In most cross-border e-commerce companies, operators or operation teams often do not use a single-store operation model but a multi-store operation model (a company or team operates multiple stores at the same time). Then how to identify the operation level of each store becomes a problem. For example, if a team has three stores A, B, and C, and the average daily performance of store A is $4,000, the average daily performance of store B is $2,000, and the average daily performance of store C is $1,000, then most operators will think that store A has the highest operation level and store C has the lowest operation level. However, this hasty conclusion is not necessarily correct, and the reasons are as follows.

Store performance is a comprehensive indicator, which is related to factors such as store health, operator level, and branding degree. Store performance cannot be directly equated with operation level;

Different stores have different store weights due to different store opening times. Stores with shorter opening times have lower weights. Even if the operator of a new store has a higher level of operation, the performance of the new store cannot surpass that of the old store in the short term;

Selling 1,000 pieces of a product a day is different from selling 10 pieces of 100 products a day. The former is a hot-selling model and the latter is a store-selling model. Although the two may be equal in performance, the operation methods and technical content are completely different.

In order to have an intuitive understanding of the operation capabilities of different store operators in the store group, the operation team manager can conduct a user regional distribution analysis for each store in the store group, and then mark the main audience areas of different stores on the map with different colored symbols, that is, the “head market” + “long tail market” areas.

The regional distribution diagram of the “head market” and “long tail market” of store A and store B. The red area is the market range of store A, and the blue area is the market range of store B. It can be seen that although store A and store B overlap in some markets, there are still large areas where the market does not overlap, including Arizona, New Mexico, San Francisco, Pennsylvania, etc. Because these two stores belong to the same operation team, the products sold by store A and store B are the same. At this time, the operation team manager can make the following three judgments.

1 The marked area of store A is the main market, and the operator of store B has made an operation error.

2 The marked area of store B is the main market, and the operator of store A has made an operation error.

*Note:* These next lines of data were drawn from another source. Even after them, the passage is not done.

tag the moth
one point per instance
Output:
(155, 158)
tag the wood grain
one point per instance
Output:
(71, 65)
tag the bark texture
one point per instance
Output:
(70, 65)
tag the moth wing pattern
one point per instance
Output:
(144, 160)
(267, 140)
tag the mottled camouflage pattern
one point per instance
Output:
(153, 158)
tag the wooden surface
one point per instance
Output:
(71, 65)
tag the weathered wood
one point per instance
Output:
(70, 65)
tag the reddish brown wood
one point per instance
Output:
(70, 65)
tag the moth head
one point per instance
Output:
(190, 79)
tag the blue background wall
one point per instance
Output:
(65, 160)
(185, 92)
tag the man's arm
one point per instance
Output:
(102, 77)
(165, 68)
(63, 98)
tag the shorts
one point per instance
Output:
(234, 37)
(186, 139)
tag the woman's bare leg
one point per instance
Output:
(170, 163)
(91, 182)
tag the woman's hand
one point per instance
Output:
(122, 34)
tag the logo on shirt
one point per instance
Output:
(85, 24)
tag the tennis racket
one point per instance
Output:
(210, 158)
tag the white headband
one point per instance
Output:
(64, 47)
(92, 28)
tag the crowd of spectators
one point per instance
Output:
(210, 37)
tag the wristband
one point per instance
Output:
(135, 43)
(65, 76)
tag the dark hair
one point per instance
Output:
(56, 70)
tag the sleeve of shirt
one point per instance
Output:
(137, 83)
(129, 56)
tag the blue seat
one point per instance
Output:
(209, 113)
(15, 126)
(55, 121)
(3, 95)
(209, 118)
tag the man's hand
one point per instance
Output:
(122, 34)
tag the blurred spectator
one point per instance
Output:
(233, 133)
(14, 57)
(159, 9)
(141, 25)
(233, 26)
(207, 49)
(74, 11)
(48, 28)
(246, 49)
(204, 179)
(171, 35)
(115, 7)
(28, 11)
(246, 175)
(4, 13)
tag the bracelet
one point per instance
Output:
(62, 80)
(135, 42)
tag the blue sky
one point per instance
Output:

3 The marked areas of store A and store B are both the main markets, and the operators of both stores have not fully grasped the target market.

Which judgment is correct requires specific analysis of specific issues, because the audience area of a store is related to the price of the product, the operation style of the operator, and the degree of branding of the store, so it cannot be generalized.

Through the analysis of the above content, team managers can no longer judge heroes purely by “performance”, but can find all target markets from the different audience areas of multiple stores, so as to “find gaps and fill them all in one fell swoop.”